## Data management and cleaning in R
## Clinic on the Meaningful Modeling of Epidemiological Data
## International Clinics on Infectious Disease Dynamics and Data (ICI3D) Program
## African Institute for Mathematical Sciences, Muizenberg, RSA
##
## (C) Juliet Pulliam, 2011, 2012, 2017
##
## The goal of this tutorial is to acquaint you with ways of
## manipulating and cleaning infectious disease data in R.  By
## the end of the tutorial you should be able to:
##
##  * import CSV files into R
##  * ensure imported data is interpreted correctly by R
##  * identify errors and inconsistencies in a data frame
##  * correct identified data errors
##
## NOTE: The comments will guide you through the tutorial but you
## should make sure you understand what the code is doing.  Some
## function arguments are assigned to ?.  This will give you an
## error. You should try out values for these arguments as
## suggested in the comments or find them yourselves in a help file.


######################################################################
## First, you need to import the data you will be working with.
## You should make sure you are in the same
## working directory as your data.

## You presumably downloaded the data and this script to the same place
## You can make sure R studio is "there" by clicking on Session/Set Working
## Directory/To Source File Location

## If you have files in a different place than the script, you can use
##Session/Set Working Directory (or a keyboard shortcut) to navigate there.

## We generally don't recommend using setwd() in scripts, because it causes
## difficulties in sharing and collaboration.

## For this tutorial, we will be using an example dataset that
## resembles (but is not) real data from a measles epidemic in
## Democratic Republic of Congo. The "data" are made available only
## to ICI3D participants and are for use only during the MMED and
## DAIDD clinics, and only for the specified purposes.

## We will be using the 'tidyverse' family of R functions to read in
## and clean the data. Let's get started.

## Data are available at https://github.com/ICI3D/datasets under the dataCleaning folder

library(tidyverse) # Load the tidyverse package
dat  <-  read_csv("tutorial5.csv") # read in the "data"

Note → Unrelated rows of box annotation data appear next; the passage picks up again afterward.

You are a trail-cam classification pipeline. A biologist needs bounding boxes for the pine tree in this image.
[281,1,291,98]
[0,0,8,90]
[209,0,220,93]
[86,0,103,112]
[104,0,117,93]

## The read_csv() function reads data in as a tibble, a data
## structure that is very useful because it can contain different
## data types in different columns (similar to a data frame, but unlike
## a matrix or array).

######################################################################
## Let's look at the data to get a feeling for the size of the
## data set and what variables we have to work with.

dim(dat)			# Determine the number of rows and columns
dat		        # Look at the beginning of the dataset

## For each individual in our data set, we have the following
## information:
##
##  * Province - the province where the case occurred
##  * ZS - the health zone where the case occurred
##  * Age_annes - the person's age in years
##  * Age_Mois - the person's age in months
##  * Sexe - the person's sex
##  * Date_dern_vacci - the date when the person was vaccinated against
##    measles
##  * DDS - the date of symptom onset
##  * test - the result of a diagnostic test for IgM antibodies against
##    measles

## The read_csv() function has read in most of our data as characters.
## Note that this is a different behavior from what would have happened
## using the read.csv() function demonstrated in Thumbi's lecture, and
## this fixes the problem he demonstrated where factors are sometimes
## treated as numbers when they shouldn't be. It also gives us some
## useful information about problems we're likely to discover with
## the dataset as we explore further - for example, the fact that the
## Age_annes column has been read in as characters indicates there are
## likely to be some problematic entries.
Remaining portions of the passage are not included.